- Steve Buscemi portrayed Gordon Pratt, the man accused of shooting three detectives
- Episode no.: Season 3 Episode 15
- Directed by: Lee Bonner
- Story by: James Yoshimura; Henry Bromell;
- Teleplay by: Rogers Turrentine
- Cinematography by: Jean de Segonzac
- Production code: 315
- Original air date: February 10, 1995

Guest appearances
- Tony Lo Bianco as Det. Mitch Drummond; Steve Buscemi as Gordon Pratt; Dana Ivey as Margie Bolander; Clayton LeBouef as Capt. George Barnfather; Irv Ziff as Mr. Lebkowitz; Sharon Ziman as Naomi; Gloria Reuben as Det. Theresa Walker;

Episode chronology
| ← Previous "Dead End" | Next → "Law & Disorder" |
- Homicide: Life on the Street season 3

= End Game (Homicide: Life on the Street) =

"End Game" is the 15th episode of the third season of the American police drama television series Homicide: Life on the Street. It originally aired on NBC on February 10, 1995. The episode was written by Rogers Turrentine and directed by Lee Bonner. The episode continues a storyline about the shooting of Beau Felton, Kay Howard, and Stanley Bolander.

== Plot summary ==
Barnfather gives the homicide unit hours to solve the case of the detective shootings before it is handed over to Violent Crimes. The investigation, still led by Pembleton, leads to a new prime suspect: Gordon Pratt, the resident of the apartment the detectives had mistakenly approached when trying to serve a warrant to Glen Holton. Pembleton, Bayliss and Mitch Drummond search Pratt's home, his parents' house and his workplace before tracking him down in a massage parlor. Meanwhile, Bolander, Felton and Howard are in various stages of recovery following their surgeries. Munch and Bolander's ex-wife stay with Bolander to keep him company; he seems fine after his first surgery but awakens after his second surgery with no memory of who Munch is.
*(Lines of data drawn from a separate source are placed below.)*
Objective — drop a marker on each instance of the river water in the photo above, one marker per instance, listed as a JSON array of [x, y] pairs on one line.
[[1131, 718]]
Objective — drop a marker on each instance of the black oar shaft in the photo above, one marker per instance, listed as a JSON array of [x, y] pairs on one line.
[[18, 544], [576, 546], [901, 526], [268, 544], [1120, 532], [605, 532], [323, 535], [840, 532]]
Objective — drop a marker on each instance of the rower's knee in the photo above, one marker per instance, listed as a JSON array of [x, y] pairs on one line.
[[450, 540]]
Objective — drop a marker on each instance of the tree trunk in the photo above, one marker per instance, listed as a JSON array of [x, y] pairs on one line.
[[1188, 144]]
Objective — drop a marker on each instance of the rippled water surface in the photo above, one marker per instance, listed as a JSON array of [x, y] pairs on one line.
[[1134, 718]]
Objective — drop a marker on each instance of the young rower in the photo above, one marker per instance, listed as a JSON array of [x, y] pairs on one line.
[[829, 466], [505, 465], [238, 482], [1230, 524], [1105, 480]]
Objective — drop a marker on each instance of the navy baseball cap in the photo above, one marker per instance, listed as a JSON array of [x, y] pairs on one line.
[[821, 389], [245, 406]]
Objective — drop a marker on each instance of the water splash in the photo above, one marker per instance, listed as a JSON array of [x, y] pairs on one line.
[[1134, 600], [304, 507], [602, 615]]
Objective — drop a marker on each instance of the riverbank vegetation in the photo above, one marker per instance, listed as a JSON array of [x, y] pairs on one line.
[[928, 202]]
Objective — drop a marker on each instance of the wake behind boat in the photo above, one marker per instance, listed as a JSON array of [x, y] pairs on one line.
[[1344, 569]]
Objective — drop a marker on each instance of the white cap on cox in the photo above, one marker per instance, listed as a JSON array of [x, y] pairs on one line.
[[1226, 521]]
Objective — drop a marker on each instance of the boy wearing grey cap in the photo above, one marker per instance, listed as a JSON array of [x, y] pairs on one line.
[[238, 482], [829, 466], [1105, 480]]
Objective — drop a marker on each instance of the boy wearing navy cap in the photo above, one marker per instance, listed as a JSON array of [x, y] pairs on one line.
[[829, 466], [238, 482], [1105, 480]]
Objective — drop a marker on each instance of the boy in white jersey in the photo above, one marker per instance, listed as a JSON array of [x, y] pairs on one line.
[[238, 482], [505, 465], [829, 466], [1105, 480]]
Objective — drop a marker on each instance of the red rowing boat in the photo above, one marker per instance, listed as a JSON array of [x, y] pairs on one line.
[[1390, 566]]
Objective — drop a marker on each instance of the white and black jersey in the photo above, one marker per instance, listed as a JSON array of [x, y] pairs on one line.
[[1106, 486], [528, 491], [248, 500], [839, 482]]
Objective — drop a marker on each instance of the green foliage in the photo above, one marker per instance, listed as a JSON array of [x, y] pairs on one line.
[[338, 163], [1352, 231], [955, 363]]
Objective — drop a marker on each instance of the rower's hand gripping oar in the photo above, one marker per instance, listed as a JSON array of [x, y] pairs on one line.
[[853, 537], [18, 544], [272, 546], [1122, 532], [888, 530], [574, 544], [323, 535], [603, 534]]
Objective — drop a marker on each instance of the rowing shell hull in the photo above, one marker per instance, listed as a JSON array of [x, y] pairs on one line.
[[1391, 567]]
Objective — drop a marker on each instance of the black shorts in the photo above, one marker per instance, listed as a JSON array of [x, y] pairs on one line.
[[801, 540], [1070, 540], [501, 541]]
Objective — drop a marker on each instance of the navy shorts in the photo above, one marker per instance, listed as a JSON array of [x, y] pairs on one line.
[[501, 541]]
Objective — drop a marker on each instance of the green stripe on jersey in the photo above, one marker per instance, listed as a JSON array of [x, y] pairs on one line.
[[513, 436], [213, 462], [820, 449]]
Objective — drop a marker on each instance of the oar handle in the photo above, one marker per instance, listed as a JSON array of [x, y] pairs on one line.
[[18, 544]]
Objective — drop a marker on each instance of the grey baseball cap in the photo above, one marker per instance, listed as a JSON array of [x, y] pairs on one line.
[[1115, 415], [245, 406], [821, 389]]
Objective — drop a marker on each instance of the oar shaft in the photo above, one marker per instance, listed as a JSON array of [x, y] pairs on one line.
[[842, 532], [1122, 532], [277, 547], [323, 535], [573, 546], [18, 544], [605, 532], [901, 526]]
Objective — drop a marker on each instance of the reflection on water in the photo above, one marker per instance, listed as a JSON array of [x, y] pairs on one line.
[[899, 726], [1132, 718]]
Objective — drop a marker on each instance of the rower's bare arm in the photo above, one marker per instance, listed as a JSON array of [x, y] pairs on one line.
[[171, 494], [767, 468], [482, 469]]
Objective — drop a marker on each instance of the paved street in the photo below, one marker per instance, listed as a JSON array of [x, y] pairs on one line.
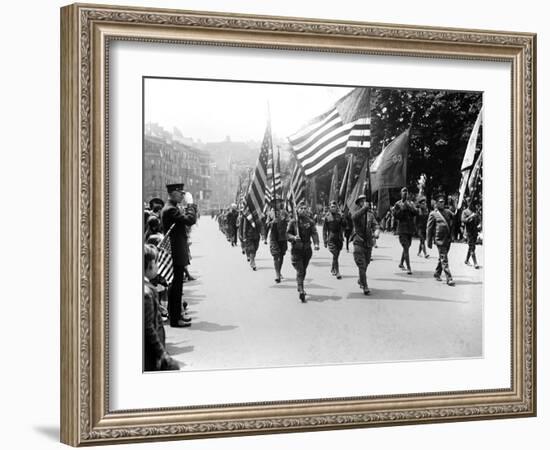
[[243, 319]]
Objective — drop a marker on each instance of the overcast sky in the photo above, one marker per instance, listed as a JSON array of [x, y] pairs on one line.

The detectives alternate interrogating Pratt, who reveals himself to be a racist loner pretending to be a highly educated intellectual with a grudge against the concepts of government and society. Bayliss, however, finds Pratt's high school records and discovers that his intellectualism is a ruse. Hoping to rattle a confession out of him, Pembleton tricks Pratt into attempting to translate a passage from Plato, but unlike Pembleton, Pratt cannot read the original Greek, and his radical misinterpretation of Plato's words reveals that he is a fake. Unfortunately, this strategy backfires on Pembleton when an angered Pratt demands a lawyer. The attorney arranges Pratt's release, leading to rising tensions within the homicide unit and a physical altercation between Munch and Pembleton. In the episode's epilogue, Bayliss is called to a crime scene and discovers that Pratt has been shot; reporters question Bayliss whether a police officer seeking revenge for the shootings may have been responsible.

== Cultural references ==
While searching through Pratt's apartment, the police discover a photograph which echoes Lee Harvey Oswald's infamous "backyard photos," with Pratt himself mimicking Oswald's pose.